Para a caprichosa e sensual princesa Nefretiri chegou a pensar-se noutra doçura, Audrey Hepburn. Mas ela foi considerada demasiado magra para encarnar tal personagem voluptuosa e Baxter ganhou o papel. Evidencia-se, pelo que foi dito, uma deliciosa ironia: a atriz, contrariando as expectativas, acabou por ocupar, no mundo do cinema um lugar mais importante do que Crain ou Darnell graças a esses dois filmes tão populares. Além disso, Baxter deu ainda provas do seu talento ao conseguir uma nomeação ao Óscar de Melhor Atriz pelo seu antológico desempenho em “All About Eve” (quase que faz sombra à grande Bette Davis) e ter ganho o homem dourado na categoria de Melhor Atriz Secundária pela sua admirável performance de mulher trágica em “The Razor’s Edge” (1946).

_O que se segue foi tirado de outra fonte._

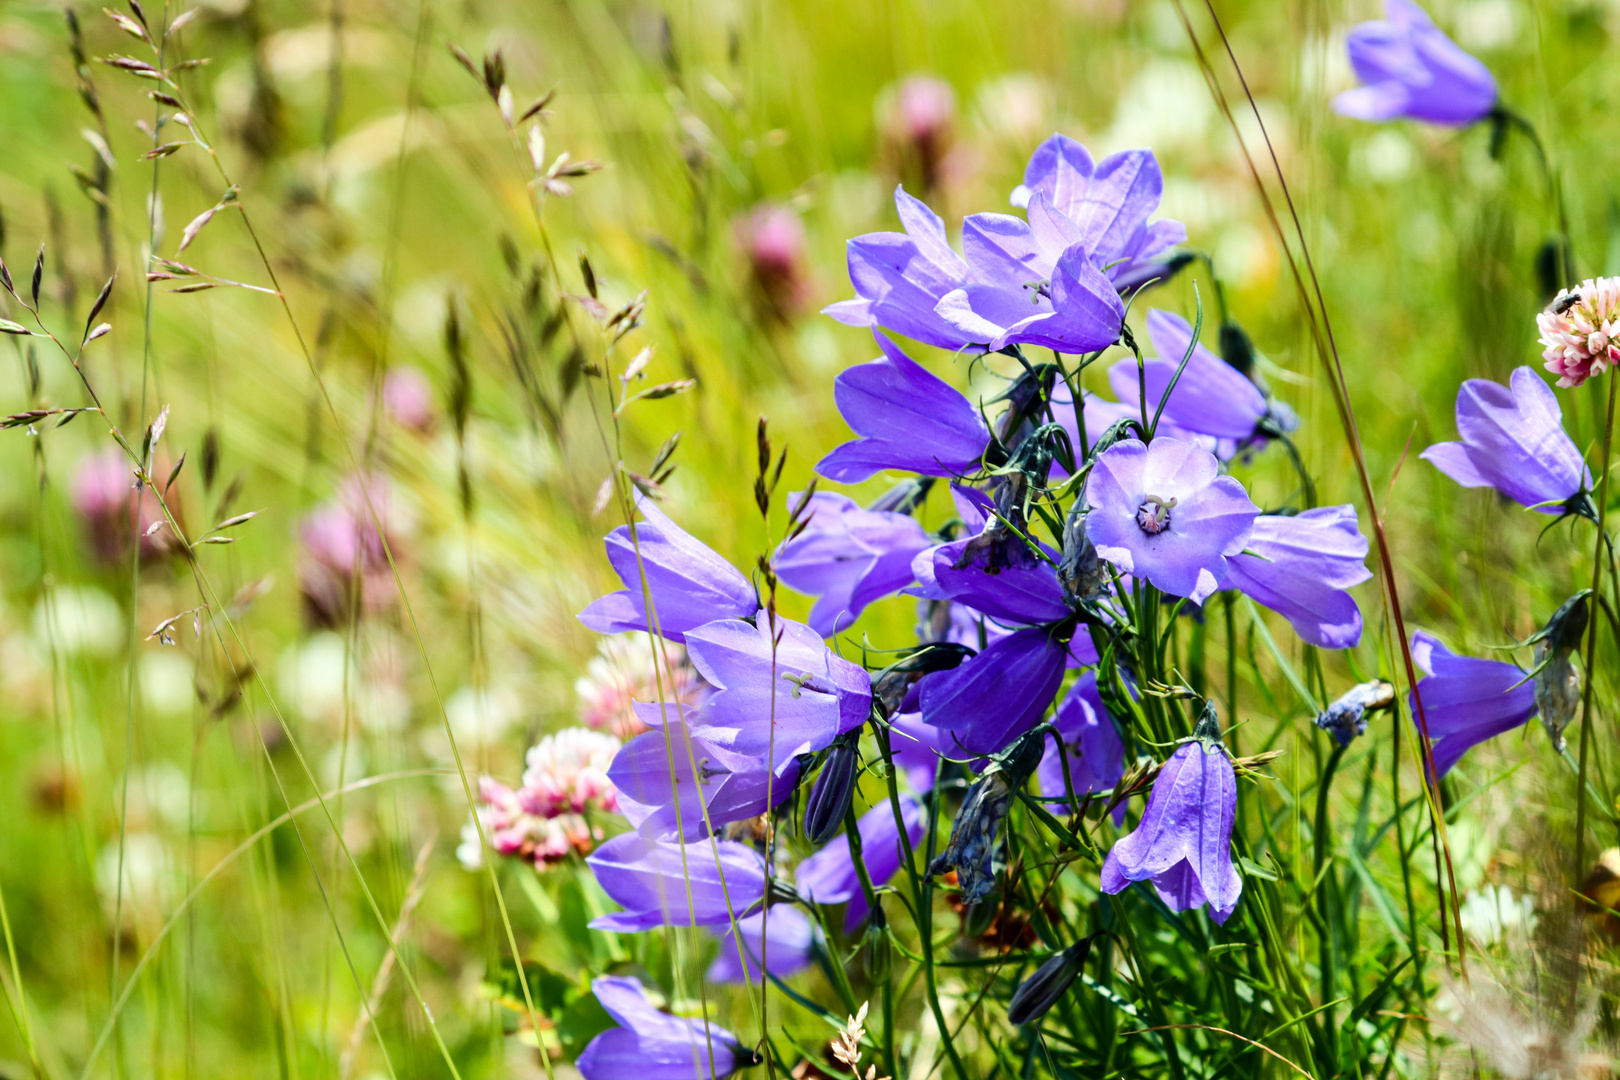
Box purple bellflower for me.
[1100,710,1242,924]
[1036,671,1125,812]
[1409,630,1538,780]
[707,907,816,984]
[1086,437,1259,604]
[586,832,767,932]
[1010,136,1187,291]
[920,627,1070,756]
[1333,0,1498,127]
[817,333,991,483]
[684,616,872,775]
[934,194,1126,353]
[579,494,760,643]
[797,795,926,931]
[610,716,799,841]
[824,187,975,350]
[775,491,932,636]
[1421,366,1591,516]
[577,976,745,1080]
[1106,310,1293,453]
[1224,506,1372,649]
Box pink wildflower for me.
[382,366,435,433]
[735,204,810,320]
[1538,278,1620,388]
[466,728,621,870]
[574,633,702,738]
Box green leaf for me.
[1237,856,1279,881]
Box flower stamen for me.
[1135,494,1176,535]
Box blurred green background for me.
[0,0,1614,1074]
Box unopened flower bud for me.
[1006,938,1092,1026]
[804,738,860,844]
[862,901,891,982]
[1531,592,1589,752]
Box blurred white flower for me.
[1459,883,1537,945]
[1352,131,1416,183]
[1454,0,1519,51]
[141,650,196,716]
[95,833,174,927]
[33,585,123,658]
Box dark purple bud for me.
[1006,938,1092,1026]
[803,738,861,844]
[1314,680,1395,747]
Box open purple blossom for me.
[797,795,925,931]
[577,976,745,1080]
[912,535,1070,626]
[1009,135,1187,291]
[920,626,1070,755]
[586,832,767,932]
[684,616,872,775]
[707,907,816,985]
[775,492,931,636]
[817,333,991,483]
[1333,0,1497,127]
[1106,310,1293,452]
[610,715,799,840]
[1036,672,1125,813]
[1100,716,1241,924]
[823,186,974,350]
[1421,366,1590,515]
[934,194,1126,353]
[579,494,760,643]
[1086,437,1259,604]
[1224,506,1372,649]
[1409,630,1538,780]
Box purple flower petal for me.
[707,908,815,984]
[920,627,1068,755]
[587,833,767,931]
[1407,630,1538,778]
[1334,0,1497,126]
[775,491,931,636]
[1224,506,1372,649]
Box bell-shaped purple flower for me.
[707,907,815,984]
[1099,733,1241,924]
[684,616,872,775]
[775,492,931,636]
[912,535,1071,626]
[824,187,974,350]
[934,195,1125,354]
[817,333,991,483]
[587,832,767,932]
[1224,506,1372,649]
[1036,672,1125,810]
[1086,437,1259,604]
[1421,366,1590,515]
[577,976,745,1080]
[797,795,925,931]
[920,626,1069,755]
[1010,136,1187,291]
[1333,0,1497,126]
[1106,310,1285,447]
[610,716,798,841]
[580,495,760,643]
[1409,630,1538,779]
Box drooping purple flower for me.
[817,334,991,483]
[920,626,1069,755]
[577,976,745,1080]
[934,194,1125,353]
[1420,366,1590,515]
[707,907,816,985]
[1106,310,1290,450]
[1333,0,1498,127]
[1010,136,1187,291]
[1036,672,1125,810]
[579,495,761,643]
[775,492,931,636]
[797,795,925,931]
[824,187,974,350]
[1085,437,1259,604]
[1408,630,1538,780]
[610,716,799,840]
[684,616,872,775]
[586,832,767,932]
[1224,506,1372,649]
[913,535,1071,626]
[1099,726,1241,924]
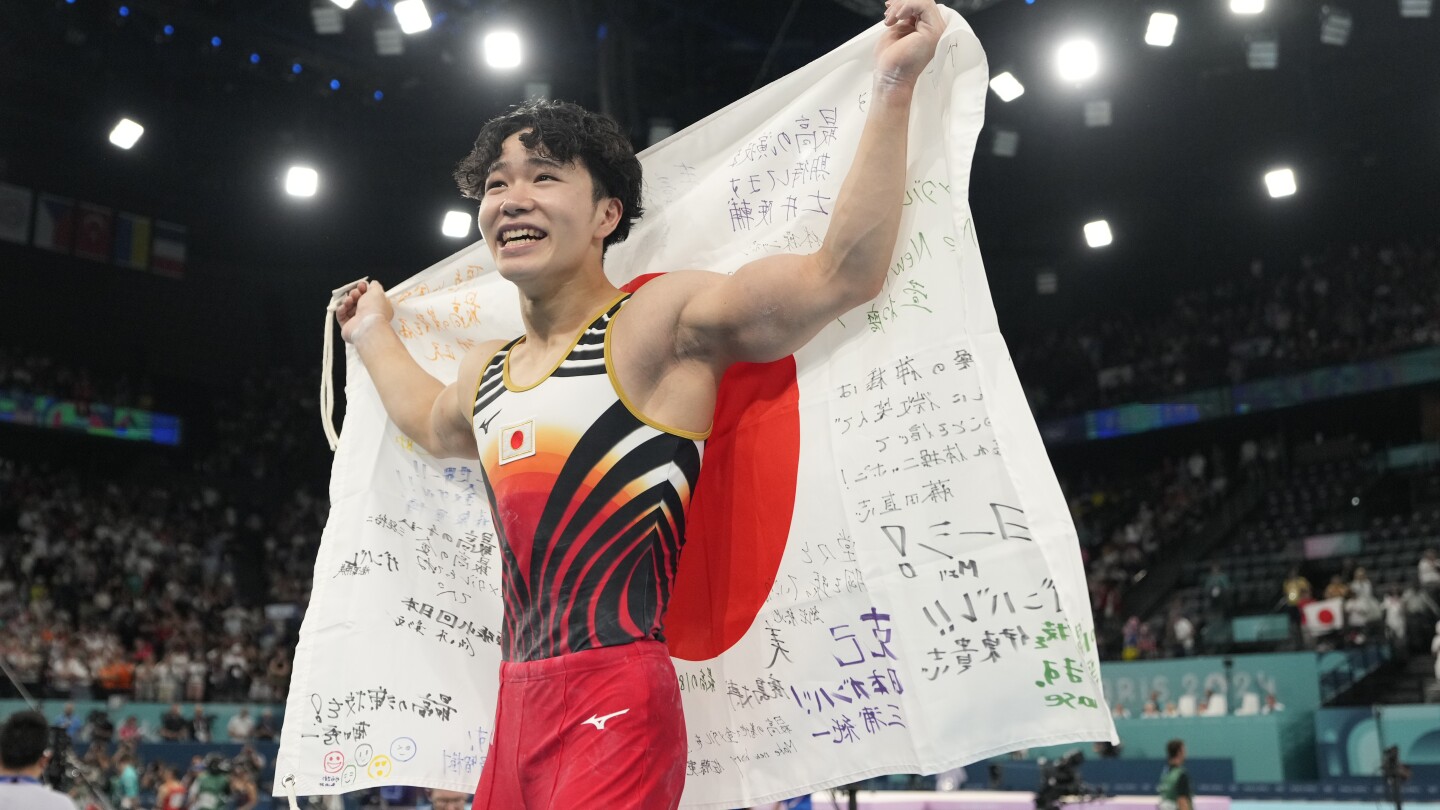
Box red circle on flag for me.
[1317,608,1335,624]
[509,430,525,450]
[621,274,801,662]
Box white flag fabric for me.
[278,9,1115,808]
[1303,597,1345,632]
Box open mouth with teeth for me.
[499,227,548,247]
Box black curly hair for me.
[454,100,644,251]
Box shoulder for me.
[457,337,511,388]
[620,270,726,318]
[615,270,731,360]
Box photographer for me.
[0,710,75,810]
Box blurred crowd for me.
[1016,239,1440,418]
[0,347,157,411]
[0,361,331,705]
[1064,440,1279,658]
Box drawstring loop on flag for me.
[321,277,369,451]
[282,774,302,810]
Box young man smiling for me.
[335,1,945,806]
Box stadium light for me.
[1264,167,1297,198]
[483,31,523,69]
[1084,100,1112,127]
[1146,13,1178,46]
[992,129,1019,158]
[1399,0,1431,17]
[375,27,404,56]
[312,5,344,34]
[330,0,357,8]
[1320,7,1352,45]
[1084,220,1113,248]
[286,166,319,197]
[394,0,431,34]
[442,211,472,238]
[1056,40,1099,82]
[108,118,144,149]
[1247,36,1279,69]
[989,72,1025,101]
[1231,0,1265,14]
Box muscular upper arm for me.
[428,339,505,460]
[665,251,880,368]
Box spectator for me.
[0,710,75,810]
[116,716,144,746]
[1202,564,1233,615]
[189,704,213,744]
[228,765,259,810]
[50,703,82,740]
[1420,550,1440,595]
[1284,568,1313,607]
[1384,587,1408,647]
[1260,693,1285,714]
[252,710,278,742]
[428,788,472,810]
[1324,574,1351,601]
[226,709,254,743]
[159,704,188,742]
[1169,609,1196,658]
[155,762,186,810]
[111,751,140,810]
[1431,621,1440,684]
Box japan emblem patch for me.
[498,418,536,465]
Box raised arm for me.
[337,280,489,459]
[672,0,946,367]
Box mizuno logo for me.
[581,709,630,730]
[478,410,501,435]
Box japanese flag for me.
[1303,598,1345,632]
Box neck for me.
[517,270,619,348]
[0,765,43,779]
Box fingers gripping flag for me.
[279,9,1116,808]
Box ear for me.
[594,197,623,242]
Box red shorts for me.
[471,640,687,809]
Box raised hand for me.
[875,0,946,88]
[337,280,395,344]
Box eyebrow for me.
[485,154,566,176]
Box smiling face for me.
[366,754,393,779]
[390,737,417,762]
[322,751,344,774]
[477,132,621,288]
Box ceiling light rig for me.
[1145,13,1178,47]
[394,0,432,35]
[1056,39,1100,83]
[989,71,1025,101]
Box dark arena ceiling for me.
[1,0,1437,323]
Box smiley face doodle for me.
[390,737,417,762]
[322,751,345,774]
[341,765,357,786]
[367,754,393,779]
[354,744,373,766]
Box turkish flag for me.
[1303,597,1345,632]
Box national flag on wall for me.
[151,220,187,278]
[113,212,152,270]
[33,193,76,253]
[0,183,33,244]
[1303,597,1345,632]
[74,203,114,262]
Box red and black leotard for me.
[470,294,708,662]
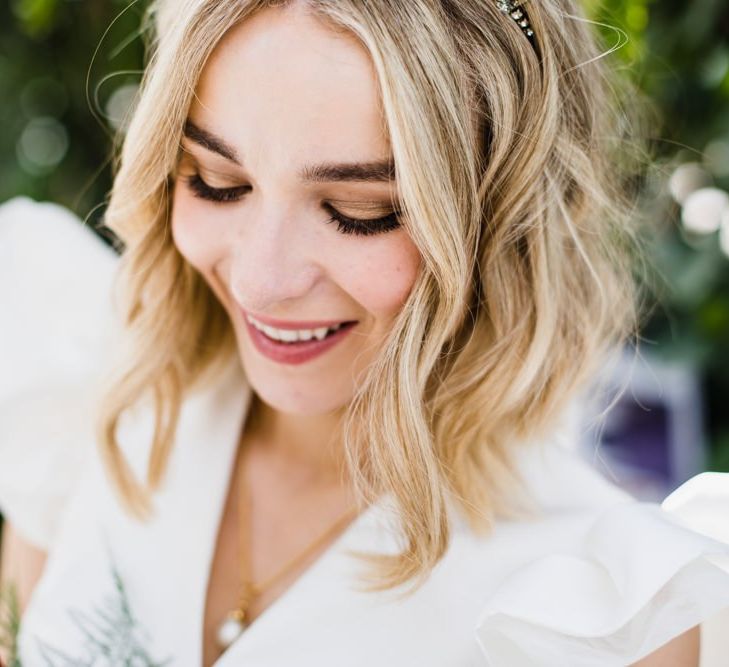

Precisamente ao contrário do que disse Marlene Dietrich a seu respeito, Baxter definiu-se como sendo uma atriz, não uma personalidade. Certo. Baxter nunca jogou o jogo de Hollywood. E ela também não era tremendamente enigmática, como Garbo, para que a sua descrição resultasse deveras fascinante. O seu olhar, malicioso mas convidativo, tem uma certa aura de mistério, é verdade, mas é o seu apreciável talento dramático que se sobrepõe.